L.E.A.D. Academy gives back to veteran nonprofit Group

Ashley Cochrane is the founder and executive director for the nonprofit group Crowned for Ashes. She is completing a dream of building a facility for wounded veterans, their spouses and widows to work on their relationships and get a respite from care taker roles. [CONTRIBUTED PHOTOGRAPH]

PACE — L.E.A.D. Academy recently held their annual tribute to veterans with a free dinner, singing of patriotic songs, handmade thank you cards from students, fireworks and prayer.

“This year we did something special,” said Melanie Perritt, an administrator at the school. “We held a penny-war competition between all our grades. In one week our kids raised $1,919.22, and we presented a check to Crowned for Ashes.”

Crowned for Ashes, a non-profit named after a verse in the book of Isaiah in the Bible, was created to provide support to wounded, ill and injured veterans and active-duty service members of the U. S. Armed Forces and their families, as well as widows through respite retreats, fellowship and opportunities for recreation on Florida’s emerald coast.

Ashley Cochrane and her late husband Chris started the nonprofit group in 2014. His widow is now executive director of the organization.

Capt.

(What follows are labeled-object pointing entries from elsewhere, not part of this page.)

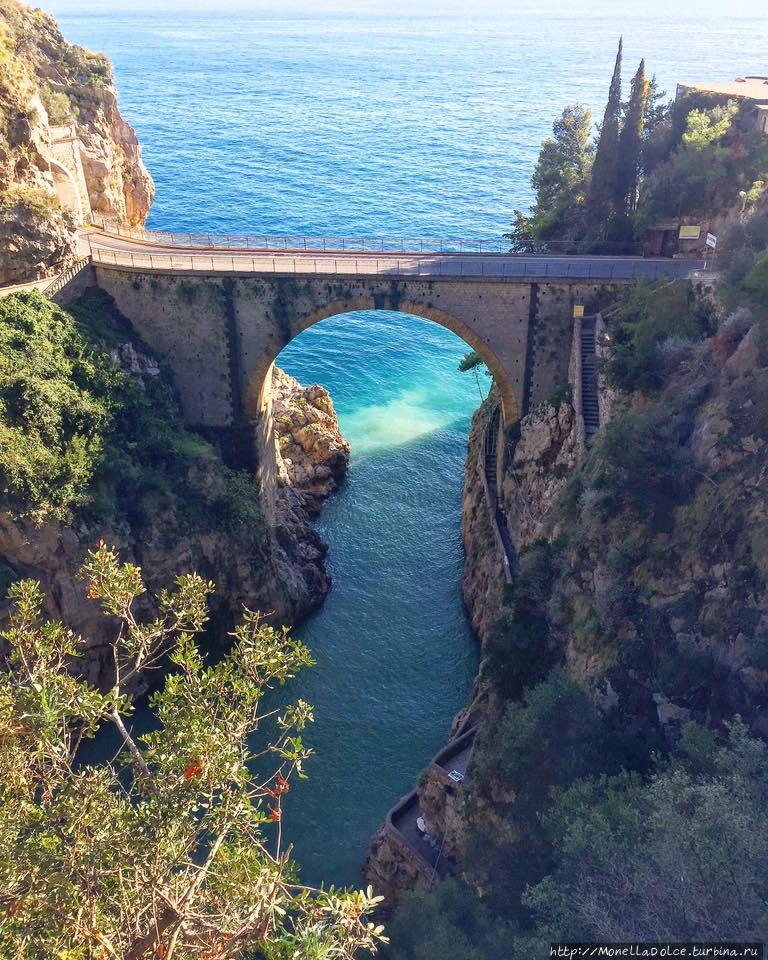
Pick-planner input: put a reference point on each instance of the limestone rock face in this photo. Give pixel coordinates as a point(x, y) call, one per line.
point(65, 149)
point(312, 455)
point(391, 868)
point(277, 570)
point(483, 578)
point(545, 456)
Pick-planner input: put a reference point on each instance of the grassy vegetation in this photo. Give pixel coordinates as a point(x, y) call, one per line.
point(586, 806)
point(81, 438)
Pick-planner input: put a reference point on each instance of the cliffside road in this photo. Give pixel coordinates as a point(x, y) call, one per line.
point(143, 254)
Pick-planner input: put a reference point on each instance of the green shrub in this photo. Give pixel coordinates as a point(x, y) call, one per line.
point(79, 436)
point(647, 316)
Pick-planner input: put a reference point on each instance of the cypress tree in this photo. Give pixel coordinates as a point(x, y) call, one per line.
point(631, 143)
point(602, 190)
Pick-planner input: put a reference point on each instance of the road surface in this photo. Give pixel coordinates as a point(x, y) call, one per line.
point(141, 254)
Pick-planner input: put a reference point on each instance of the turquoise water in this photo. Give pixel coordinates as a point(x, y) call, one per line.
point(315, 124)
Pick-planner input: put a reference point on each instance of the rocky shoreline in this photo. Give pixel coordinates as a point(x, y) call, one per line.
point(278, 570)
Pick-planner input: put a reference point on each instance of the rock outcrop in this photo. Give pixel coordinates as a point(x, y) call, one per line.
point(65, 149)
point(312, 455)
point(278, 570)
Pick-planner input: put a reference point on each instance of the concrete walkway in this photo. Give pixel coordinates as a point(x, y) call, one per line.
point(142, 254)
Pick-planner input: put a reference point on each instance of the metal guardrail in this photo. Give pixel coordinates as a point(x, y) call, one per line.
point(299, 243)
point(355, 244)
point(409, 265)
point(58, 283)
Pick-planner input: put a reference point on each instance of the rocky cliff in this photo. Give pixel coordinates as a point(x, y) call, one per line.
point(65, 149)
point(158, 492)
point(312, 455)
point(642, 572)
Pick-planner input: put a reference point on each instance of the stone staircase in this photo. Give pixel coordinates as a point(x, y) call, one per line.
point(491, 441)
point(590, 408)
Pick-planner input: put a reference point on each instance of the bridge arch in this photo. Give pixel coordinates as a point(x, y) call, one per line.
point(258, 390)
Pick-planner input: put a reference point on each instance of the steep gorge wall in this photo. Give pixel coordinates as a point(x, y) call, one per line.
point(276, 568)
point(65, 148)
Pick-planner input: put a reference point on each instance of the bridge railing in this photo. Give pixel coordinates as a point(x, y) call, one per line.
point(254, 241)
point(409, 265)
point(336, 244)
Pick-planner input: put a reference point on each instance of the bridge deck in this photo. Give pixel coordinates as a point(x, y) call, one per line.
point(137, 254)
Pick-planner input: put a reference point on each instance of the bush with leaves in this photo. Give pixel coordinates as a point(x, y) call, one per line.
point(682, 856)
point(643, 319)
point(80, 437)
point(173, 850)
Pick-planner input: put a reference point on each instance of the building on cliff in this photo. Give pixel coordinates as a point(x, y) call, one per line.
point(750, 90)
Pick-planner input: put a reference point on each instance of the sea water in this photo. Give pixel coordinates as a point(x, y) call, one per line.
point(373, 125)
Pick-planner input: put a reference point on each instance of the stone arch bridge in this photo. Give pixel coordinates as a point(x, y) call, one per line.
point(220, 316)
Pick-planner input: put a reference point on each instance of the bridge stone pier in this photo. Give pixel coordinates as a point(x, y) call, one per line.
point(221, 335)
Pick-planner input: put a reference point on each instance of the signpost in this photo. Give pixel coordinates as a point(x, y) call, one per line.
point(711, 245)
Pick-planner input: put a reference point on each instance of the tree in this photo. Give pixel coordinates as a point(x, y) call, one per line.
point(472, 361)
point(560, 180)
point(602, 192)
point(630, 143)
point(173, 850)
point(681, 857)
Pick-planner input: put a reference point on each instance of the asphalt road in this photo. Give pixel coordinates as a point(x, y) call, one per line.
point(129, 252)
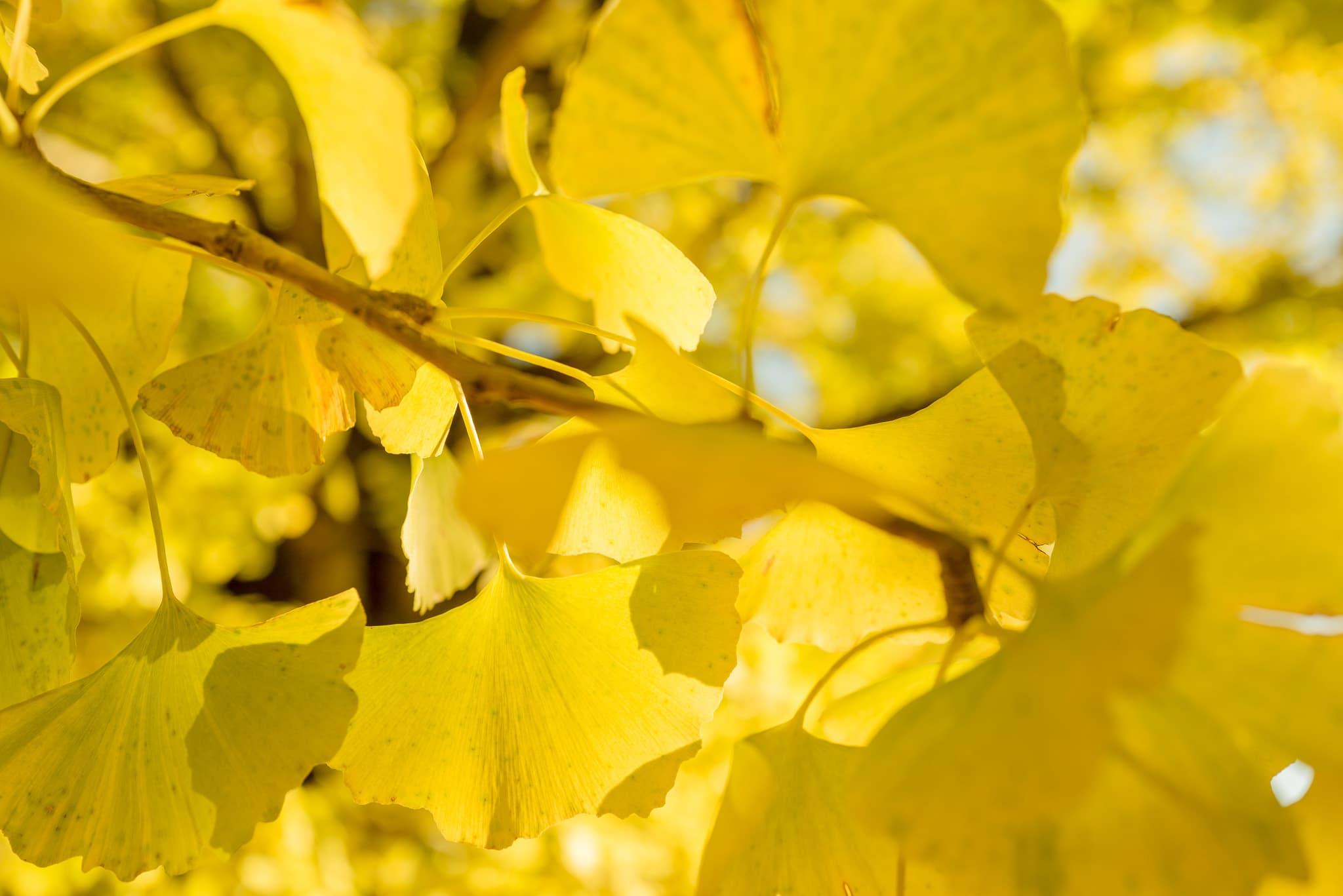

Cochrane was an Air Force pilot turned intelligence officer after he was diagnosed with Type 1 Diabetes in 2008.

In 2013, while deployed to Africa, he became ill and was diagnosed with bacterial endocarditis, an aggressive infection of the heart valves, which caused him to have two strokes.

“The right side of his body was paralyzed and he could not speak,” Cochrane said. “We lived out of hospitals for six months.”

They had only been married for a year and a half.

“It was not an option for me to leave. But it was very hard,” she says.

It took her husband a year before he could speak in sentences and learn to walk again, and he was medically retired.

“We went from being man and wife to being warrior and caretaker,” Cochrane said of their relationship.

They returned to the Gulf Coast and when things got stressful, they would often go out into nature on the shores of the water.

“We searched and prayed for two years to find the right property,” Cochrane said.

The couple bought the property for Crowned for Ashes and were set to complete the dream of helping others like them.

On March 19, 2018, her husband suffered a massive heart attack in his sleep and passed away.

“Several months after his death I found a note he had written in a book,” Cochrane said. “’My strokes made me the Christian I am,’ was all it said.”

Reading that note gave her comfort.

Shortly after finding the note, Cochrane said she woke up in the middle of the night because God was telling her what she needed to do.

“I got out of bed and wrote four pages worth of notes on how to build this retreat for wounded veterans and widows,” she said.

Crowned for Ashes received their nonprofit status from the state of Florida in March of this year. Cochrane has started fundraising to build a facility that can accommodate six couples, or 12 widows, at one time to work on their relationships and give them respite from their care taker roles.